Wade and James are an evolving story, a source of fascination and speculation for anybody who cares about basketball: They are best friends. No, they just act like they are. They are an unbeatable combination. No, they don’t fit together. There is a rift between them. No, they are just teammates.
The truth is in there somewhere, and I think it goes something like this: The friendship is absolutely, 100 percent legitimate. They are very close. They talk all the time. They text constantly. They were close friends before they played together and will probably still be good friends in 20 years.
And yet … well, it doesn’t always translate on the court. And if they are honest with each other, and honest with themselves, they would repeat the mantra that successful people have used forever: Friendship is great, but business is business.
“One thing about the new NBA,” Battier said last week, “basketball really doesn’t spill into the locker room. Maybe it used to. Maybe that is the perception of how it used to be in the old days … You can’t really draw a correlation (now).”
There are days when Wade and James don’t agree with each other at the office. They leave and remain friends.
There have been more of those days lately, because Wade has been hurt and James has been frustrated. James seems to know that if Wade and Chris Bosh cost Miami the championship, the blame will go to James. This is silly, and partly due to our revisionist nonsense that Michael Jordan never had a bad game, and the implication that James can only be compared to Jordan.
It is nonsense on multiple levels. In Game 6 of the 1992 Eastern Conference Finals, when Jordan was at his playing peak, he shot 9 for 25 for 21 points and had seven turnovers in Madison Square Garden. John Starks clearly outplayed him and the Knicks forced Game 7. Jordan dominated the next game, of course. But the point is, he wasn’t perfect. So let’s not ask LeBron to be perfect, either.
Now, about James’ frustration: After scoring 30 of his team’s 90 points in Game 5 of the Eastern Conference Finals, James said he “went back to my Cleveland days” — implying that he had to carry the Heat like he carried the undermanned Cavaliers all those years. As a general rule, future Hall of Famers do not like being compared to losers from Cleveland, not to be redundant, and Wade shot back. He said the Heat had to get him the ball more instead of one guy trying to do it all. Well, you know who the one guy is.
Rift? Nope. That was just a basketball disagreement. Their friendship was never at risk. That speaks well of them as people, but it does not bode well for the Heat keeping James next summer. James loves Wade, but he will not stay in Miami simply because he loves Wade. He will need to see that the Heat can keep contending.

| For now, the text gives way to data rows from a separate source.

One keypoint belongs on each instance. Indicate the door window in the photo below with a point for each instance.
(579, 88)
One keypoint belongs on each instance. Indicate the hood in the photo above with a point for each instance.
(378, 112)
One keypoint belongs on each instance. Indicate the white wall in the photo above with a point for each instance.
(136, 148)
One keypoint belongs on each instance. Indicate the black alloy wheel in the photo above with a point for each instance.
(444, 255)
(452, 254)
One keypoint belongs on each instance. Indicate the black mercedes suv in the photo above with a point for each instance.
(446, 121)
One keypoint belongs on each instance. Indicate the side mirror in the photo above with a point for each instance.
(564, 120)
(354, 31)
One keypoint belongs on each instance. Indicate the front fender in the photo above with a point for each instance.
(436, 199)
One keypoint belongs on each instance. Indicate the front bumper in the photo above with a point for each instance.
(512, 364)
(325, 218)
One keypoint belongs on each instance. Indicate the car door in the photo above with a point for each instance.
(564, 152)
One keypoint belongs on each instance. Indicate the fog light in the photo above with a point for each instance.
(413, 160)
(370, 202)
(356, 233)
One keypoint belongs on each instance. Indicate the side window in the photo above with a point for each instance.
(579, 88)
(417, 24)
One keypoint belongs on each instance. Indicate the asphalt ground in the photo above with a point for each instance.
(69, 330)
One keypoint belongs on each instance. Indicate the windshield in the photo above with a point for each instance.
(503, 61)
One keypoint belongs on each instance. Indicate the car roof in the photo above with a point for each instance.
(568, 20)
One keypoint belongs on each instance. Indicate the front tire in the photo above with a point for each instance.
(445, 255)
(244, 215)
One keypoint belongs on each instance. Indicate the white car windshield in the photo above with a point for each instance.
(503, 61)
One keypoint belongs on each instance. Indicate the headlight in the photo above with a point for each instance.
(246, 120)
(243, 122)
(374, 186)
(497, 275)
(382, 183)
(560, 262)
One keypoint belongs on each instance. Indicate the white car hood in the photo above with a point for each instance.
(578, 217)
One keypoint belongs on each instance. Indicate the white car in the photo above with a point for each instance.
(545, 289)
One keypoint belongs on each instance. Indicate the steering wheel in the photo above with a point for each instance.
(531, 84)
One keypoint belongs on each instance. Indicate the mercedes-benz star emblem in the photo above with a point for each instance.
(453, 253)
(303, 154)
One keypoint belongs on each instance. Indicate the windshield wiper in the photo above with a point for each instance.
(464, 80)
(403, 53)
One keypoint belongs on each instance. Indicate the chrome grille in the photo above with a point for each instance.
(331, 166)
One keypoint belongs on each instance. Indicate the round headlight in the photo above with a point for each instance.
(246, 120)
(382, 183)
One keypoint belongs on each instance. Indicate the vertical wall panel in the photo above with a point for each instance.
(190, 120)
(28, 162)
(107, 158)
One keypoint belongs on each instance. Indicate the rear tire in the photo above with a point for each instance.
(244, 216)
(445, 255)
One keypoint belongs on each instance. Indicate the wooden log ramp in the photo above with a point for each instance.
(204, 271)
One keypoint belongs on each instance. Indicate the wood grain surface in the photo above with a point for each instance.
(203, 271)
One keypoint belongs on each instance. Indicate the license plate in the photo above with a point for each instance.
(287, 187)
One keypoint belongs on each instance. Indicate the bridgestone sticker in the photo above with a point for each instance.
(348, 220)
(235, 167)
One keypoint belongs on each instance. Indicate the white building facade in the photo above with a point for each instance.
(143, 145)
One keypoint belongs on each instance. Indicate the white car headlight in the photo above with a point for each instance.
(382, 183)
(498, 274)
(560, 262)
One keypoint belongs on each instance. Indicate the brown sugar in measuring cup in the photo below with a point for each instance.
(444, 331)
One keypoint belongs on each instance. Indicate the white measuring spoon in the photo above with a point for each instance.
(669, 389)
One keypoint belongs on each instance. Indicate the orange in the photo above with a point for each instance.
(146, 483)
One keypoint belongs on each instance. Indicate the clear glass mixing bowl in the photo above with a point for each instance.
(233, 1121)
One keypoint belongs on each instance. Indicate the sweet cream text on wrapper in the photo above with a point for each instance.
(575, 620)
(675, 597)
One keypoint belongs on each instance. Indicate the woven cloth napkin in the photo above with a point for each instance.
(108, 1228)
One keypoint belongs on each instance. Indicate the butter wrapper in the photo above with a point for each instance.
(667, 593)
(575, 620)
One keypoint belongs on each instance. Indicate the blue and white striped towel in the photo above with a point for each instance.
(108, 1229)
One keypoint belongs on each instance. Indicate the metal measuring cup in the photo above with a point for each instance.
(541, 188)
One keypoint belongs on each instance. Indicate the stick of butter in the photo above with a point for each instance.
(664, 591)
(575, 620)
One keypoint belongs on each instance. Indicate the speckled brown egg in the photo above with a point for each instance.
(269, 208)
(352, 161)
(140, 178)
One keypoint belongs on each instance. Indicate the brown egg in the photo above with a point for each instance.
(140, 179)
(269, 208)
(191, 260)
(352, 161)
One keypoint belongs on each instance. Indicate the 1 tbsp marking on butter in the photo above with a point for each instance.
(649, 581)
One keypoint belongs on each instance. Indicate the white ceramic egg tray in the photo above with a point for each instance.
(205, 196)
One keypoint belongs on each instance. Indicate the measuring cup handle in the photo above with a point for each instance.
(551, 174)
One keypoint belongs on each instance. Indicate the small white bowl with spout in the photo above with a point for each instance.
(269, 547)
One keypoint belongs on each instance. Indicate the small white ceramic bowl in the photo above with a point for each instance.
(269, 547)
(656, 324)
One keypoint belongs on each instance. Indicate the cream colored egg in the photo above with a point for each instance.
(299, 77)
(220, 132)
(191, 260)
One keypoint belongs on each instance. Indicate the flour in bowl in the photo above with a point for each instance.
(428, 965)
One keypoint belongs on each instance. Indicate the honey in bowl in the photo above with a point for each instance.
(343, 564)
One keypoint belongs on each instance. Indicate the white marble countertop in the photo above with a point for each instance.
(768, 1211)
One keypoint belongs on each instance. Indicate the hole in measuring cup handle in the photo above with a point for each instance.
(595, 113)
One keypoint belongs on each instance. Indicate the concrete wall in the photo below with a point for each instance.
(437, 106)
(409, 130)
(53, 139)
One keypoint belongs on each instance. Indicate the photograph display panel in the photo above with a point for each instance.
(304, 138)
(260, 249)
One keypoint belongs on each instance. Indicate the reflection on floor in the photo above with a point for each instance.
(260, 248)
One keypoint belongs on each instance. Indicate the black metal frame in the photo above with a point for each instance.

Wade has played better since that “Cleveland days” comment, for whatever medical or psychological reason. He also admired what James did without him Tuesday night.
“He just put his head down, man, and just attacked,” Wade said. “And when he does that, there’s not many people on the planet that can do anything about it. One of the best performances I’ve seen from him from the standpoint of playoffs, big moments, and I’ve seen a lot. That was a very big moment for his career, defining moment.”
I suspect LeBron James appreciates his friend Dwyane Wade’s compliment. Now he would like his teammate Dwyane Wade’s help.